Venedig beherbergte jedes Jahr eine geradezu atemberaubende Zahl an Touristen: geschätzt 0,3 Prozent der Weltbevölkerung, was im Jahre 2000 zwanzig Millionen Besuchern entsprach. Da seitdem gut eine Milliarde Erdenbewohner hinzugekommen waren, stöhnte die Stadt nun unter dem Gewicht von drei Millionen weiteren Touristen pro Jahr. Wie auf der Erde selbst, gab es auch in Venedig nur begrenzten Raum, und irgendwann würde die Stadt nicht mehr genug Nahrung einführen, Müll verarbeiten oder Betten für alle finden können, die sie besuchen wollten.

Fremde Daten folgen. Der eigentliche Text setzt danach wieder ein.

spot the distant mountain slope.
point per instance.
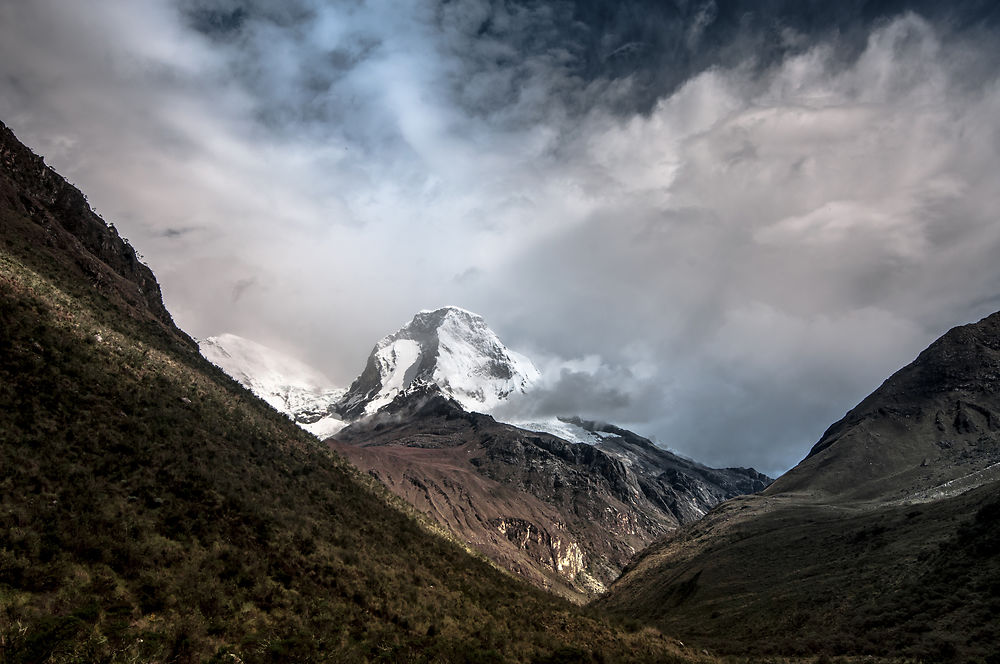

Ferris stand neben Langdon, doch sein Blick war nicht auf den Platz, sondern aufs Meer gerichtet. Er beobachtete die einlaufenden Schiffe.
»Alles in Ordnung?«, fragte Sienna und musterte ihn neugierig.

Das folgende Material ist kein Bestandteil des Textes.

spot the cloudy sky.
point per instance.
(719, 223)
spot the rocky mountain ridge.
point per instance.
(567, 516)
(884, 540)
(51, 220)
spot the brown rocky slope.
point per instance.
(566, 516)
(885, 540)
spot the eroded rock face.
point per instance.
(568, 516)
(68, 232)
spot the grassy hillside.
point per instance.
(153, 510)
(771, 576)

Ferris drehte sich abrupt zu ihr um. »Jaja, alles in Ordnung … Ich denke nur ein wenig nach.« Er rief zu Maurizio: »Bringen Sie uns so nahe zum Markusdom, wie Sie können!«
Der Bootsführer winkte zum Zeichen, dass er verstanden hatte. »Keine Problem! Zwei Minuten!«
Das Wassertaxi war nun auf Höhe des Markusplatzes, und rechts erhob sich majestätisch der Dogenpalast.
Der Palast war ein perfektes Beispiel für die von schlichter Eleganz geprägte venezianische Gotik. Hier gab es nicht die Türme und Spitzen, wie man sie an den Palästen in England und Frankreich fand. Es war ein großer, rechteckiger Bau, der möglichst viel Grundfläche für den Dogen, seine Regierung und seine Beamten bieten sollte.

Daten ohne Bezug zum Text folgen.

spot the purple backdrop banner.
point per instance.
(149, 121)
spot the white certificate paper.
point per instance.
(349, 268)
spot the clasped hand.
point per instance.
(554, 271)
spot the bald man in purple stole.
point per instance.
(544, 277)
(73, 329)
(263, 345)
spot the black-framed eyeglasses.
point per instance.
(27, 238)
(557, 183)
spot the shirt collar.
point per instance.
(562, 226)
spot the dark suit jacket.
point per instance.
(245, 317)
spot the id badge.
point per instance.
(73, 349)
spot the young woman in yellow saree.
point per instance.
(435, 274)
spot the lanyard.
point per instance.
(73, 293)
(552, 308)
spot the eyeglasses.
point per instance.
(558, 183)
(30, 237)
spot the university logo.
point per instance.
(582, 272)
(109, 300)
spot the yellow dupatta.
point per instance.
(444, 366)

Vom Meer aus betrachtet hätte der riesige weiße Kalksteinpalast erdrückend gewirkt, wäre die Fassade nicht von Säulengängen, Loggien und Durchbrüchen aufgelockert worden. Geometrische Muster aus rosafarbenem Sandstein liefen die gesamte Außenseite entlang, und Langdon fühlte sich an die Alhambra in Spanien erinnert.
Als das Boot sich der Anlegestelle näherte, schien Ferris sich wegen der Menschenmenge vor dem Palast Sorgen zu machen. Besonders auf einer Brücke drängten sich die Leute und deuteten in einen schmalen Kanal, der zwischen zwei großen Teilen des Dogenpalastes hindurchführte.
»Was sehen die sich da an?«, verlangte Ferris zu wissen. Er sah nicht nur nervös aus, er klang auch so.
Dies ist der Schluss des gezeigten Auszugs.